同社の長井氏は「拠点ごとに地域のニーズに応じた強みを持っており、例えば米子は無線通信が強く、宮崎は官公庁や学校に強いなど、それぞれの拠点が自身の強みで地域のニーズに応える形で事業を成長させている」と話をする。
また本社ではケーブルテレビ向けの制作システムや番組送出システムも手掛けている。長井氏は「地方には多くのケーブルテレビ局がありますがシステムエンジニアが不足しており、システムの保守やコンサルティングといった需要が増えている。またシステムの老朽化も進んでおり、リプレースの商機もある」と意気込む。
さらにユニークなのが東京営業所が手掛けているNEC PC-98リプレースソリューション「eMD-1」だ。同社はNECの販売特約店として長年にわたりPC-98を販売してきた。すでにPC-98は製造中止となっているが、今もPC-98を利用し続けている顧客がいるという。
長井氏は「PC-98は製造工場で稼働する設備の制御に多く使われている。PC-98の製造・販売は終了しているが、数年前までは店頭の在庫もあり購入することができた。しかし現在ではその在庫も底をつき、利用しているPC-98が故障すると修理もできず、設備本体を更新しなければならなくなる」と指摘する。
MS-DOSをエミュレーションしてPC-98を延命
eMD-1はPC-98のOS環境であるMS-DOS(Ver.3.3C~6.2)などを最新のWindows PCでエミュレーションするソフトウェアだ。

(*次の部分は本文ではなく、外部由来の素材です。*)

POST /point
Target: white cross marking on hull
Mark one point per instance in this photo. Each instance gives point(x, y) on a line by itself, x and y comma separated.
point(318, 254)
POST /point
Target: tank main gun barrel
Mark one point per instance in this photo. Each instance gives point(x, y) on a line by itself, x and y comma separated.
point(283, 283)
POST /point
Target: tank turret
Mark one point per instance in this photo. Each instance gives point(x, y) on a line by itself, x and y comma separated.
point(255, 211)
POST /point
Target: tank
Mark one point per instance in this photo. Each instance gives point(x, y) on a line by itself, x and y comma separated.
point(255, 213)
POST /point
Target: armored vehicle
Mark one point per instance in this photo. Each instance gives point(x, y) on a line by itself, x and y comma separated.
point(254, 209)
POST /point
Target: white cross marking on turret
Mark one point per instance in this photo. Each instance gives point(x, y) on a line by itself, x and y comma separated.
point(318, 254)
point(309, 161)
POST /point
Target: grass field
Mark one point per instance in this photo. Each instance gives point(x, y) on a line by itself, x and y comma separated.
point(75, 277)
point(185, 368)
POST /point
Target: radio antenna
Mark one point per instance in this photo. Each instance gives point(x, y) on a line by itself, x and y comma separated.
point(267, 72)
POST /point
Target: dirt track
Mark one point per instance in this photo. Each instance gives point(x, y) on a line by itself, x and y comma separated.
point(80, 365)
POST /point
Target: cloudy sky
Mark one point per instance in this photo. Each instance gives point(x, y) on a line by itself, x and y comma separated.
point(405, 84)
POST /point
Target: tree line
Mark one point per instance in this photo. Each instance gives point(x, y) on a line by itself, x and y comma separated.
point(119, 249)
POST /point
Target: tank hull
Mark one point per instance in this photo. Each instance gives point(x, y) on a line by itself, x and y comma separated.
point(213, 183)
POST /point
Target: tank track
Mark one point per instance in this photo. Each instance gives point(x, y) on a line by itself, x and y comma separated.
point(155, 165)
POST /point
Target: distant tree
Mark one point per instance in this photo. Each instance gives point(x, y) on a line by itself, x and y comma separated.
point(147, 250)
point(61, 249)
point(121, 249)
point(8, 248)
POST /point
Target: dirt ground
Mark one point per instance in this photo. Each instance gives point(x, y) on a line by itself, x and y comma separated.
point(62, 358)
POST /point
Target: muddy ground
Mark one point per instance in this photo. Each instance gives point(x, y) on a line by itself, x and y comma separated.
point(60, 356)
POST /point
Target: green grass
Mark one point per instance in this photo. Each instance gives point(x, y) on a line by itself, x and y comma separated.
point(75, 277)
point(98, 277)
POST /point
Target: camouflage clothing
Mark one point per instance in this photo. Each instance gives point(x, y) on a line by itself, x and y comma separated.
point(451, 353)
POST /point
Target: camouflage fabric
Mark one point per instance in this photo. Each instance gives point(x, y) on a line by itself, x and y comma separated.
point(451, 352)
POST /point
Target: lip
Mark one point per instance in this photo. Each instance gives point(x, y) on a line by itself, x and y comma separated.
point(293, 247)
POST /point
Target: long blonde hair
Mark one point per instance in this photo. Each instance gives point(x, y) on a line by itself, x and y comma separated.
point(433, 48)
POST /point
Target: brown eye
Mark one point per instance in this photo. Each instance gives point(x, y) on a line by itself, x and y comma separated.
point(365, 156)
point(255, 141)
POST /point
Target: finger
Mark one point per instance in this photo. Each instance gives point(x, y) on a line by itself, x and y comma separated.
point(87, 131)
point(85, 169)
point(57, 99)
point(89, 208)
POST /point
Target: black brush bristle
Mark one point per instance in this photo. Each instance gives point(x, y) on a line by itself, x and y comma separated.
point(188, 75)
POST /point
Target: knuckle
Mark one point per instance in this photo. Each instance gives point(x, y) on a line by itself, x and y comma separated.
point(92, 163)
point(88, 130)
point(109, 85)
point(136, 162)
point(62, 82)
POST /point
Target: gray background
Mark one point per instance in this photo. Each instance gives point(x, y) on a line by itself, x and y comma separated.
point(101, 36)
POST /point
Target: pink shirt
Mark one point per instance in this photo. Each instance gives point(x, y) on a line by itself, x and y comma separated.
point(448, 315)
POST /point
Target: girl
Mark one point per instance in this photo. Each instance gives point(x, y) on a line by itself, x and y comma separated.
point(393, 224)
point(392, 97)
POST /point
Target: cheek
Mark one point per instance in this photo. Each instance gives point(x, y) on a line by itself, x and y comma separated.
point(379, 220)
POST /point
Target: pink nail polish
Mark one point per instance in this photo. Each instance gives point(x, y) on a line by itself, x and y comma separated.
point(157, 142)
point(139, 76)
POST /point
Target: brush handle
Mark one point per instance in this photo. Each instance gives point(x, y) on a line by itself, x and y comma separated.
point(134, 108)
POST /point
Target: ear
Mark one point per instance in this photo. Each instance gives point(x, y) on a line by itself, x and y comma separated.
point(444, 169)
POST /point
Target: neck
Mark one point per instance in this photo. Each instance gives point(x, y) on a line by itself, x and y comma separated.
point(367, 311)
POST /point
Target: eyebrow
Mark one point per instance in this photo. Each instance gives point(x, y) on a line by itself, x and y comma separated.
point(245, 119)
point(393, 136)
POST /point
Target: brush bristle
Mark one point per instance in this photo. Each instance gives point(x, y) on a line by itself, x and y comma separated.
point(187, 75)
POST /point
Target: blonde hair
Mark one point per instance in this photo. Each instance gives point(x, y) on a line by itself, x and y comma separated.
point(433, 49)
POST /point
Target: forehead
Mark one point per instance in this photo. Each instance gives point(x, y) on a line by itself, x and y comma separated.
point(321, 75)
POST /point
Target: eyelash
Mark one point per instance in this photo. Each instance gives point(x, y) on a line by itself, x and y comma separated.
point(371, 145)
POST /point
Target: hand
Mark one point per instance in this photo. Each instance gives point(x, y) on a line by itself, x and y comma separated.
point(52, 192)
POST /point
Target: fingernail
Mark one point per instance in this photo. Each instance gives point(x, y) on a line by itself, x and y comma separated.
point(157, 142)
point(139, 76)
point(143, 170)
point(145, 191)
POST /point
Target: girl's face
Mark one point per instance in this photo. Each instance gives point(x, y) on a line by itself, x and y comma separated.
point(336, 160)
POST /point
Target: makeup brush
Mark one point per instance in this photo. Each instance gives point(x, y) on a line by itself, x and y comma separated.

eMD-1を利用することでPC-98で動作しているソフトウェアを、最新のWindows PCで動作させることができるようになる。設備本体の更新には多額の投資が必要となるが、eMD-1で最新のWindows PCにPC-98の環境を再現できればわずかな投資に抑えられる。
eMD-1は製造業に限らずさまざまな設備の制御システムで利用されているPC-98に適用することができるが、特に需要が高いのが半導体工場だ。半導体工場では半導体の需要増により、システムを更新したくとも生産ラインを止められないからだ。
長井氏は「eMD-1は半導体工場への導入実績が豊富にある。半導体工場では需要増に対応するために全てのラインがフル稼働しており、止まることが許されない。高い信頼性が求められる現場で、eMD-1がお客さまの要求に応えて評価を得ている」とアピールする。
MS-DOSをエミュレートしてアプリケーションを動かすと聞くと、技術的に容易に感じるかもしれない。ところが設備の制御システムに接続される機器やアプリケーション、システムの役割などがそれぞれ異なり、たとえ同じ工場内の同じ設備であっても使われ方が異なるだけで、制御システムをエミュレーションするには細かなカスタマイズが必要になるという。
長井氏は「eMD-1はソフトウェアの販売ではなく、導入環境に応じたカスタマイズを含めたソリューションとして提供している。半導体工場だけでもさまざまなメーカーさまの、さまざまな設備に導入させていただいており、貴重な知見やノウハウが当社に蓄積された。その知財が設備を止めない信頼性を実現している」と胸を張る。
今後は同社独自のノウハウを導入ケースごとにカスタマイズの手順を標準化してマニュアルを作成し、eMD-1をパッケージ販売する計画だ。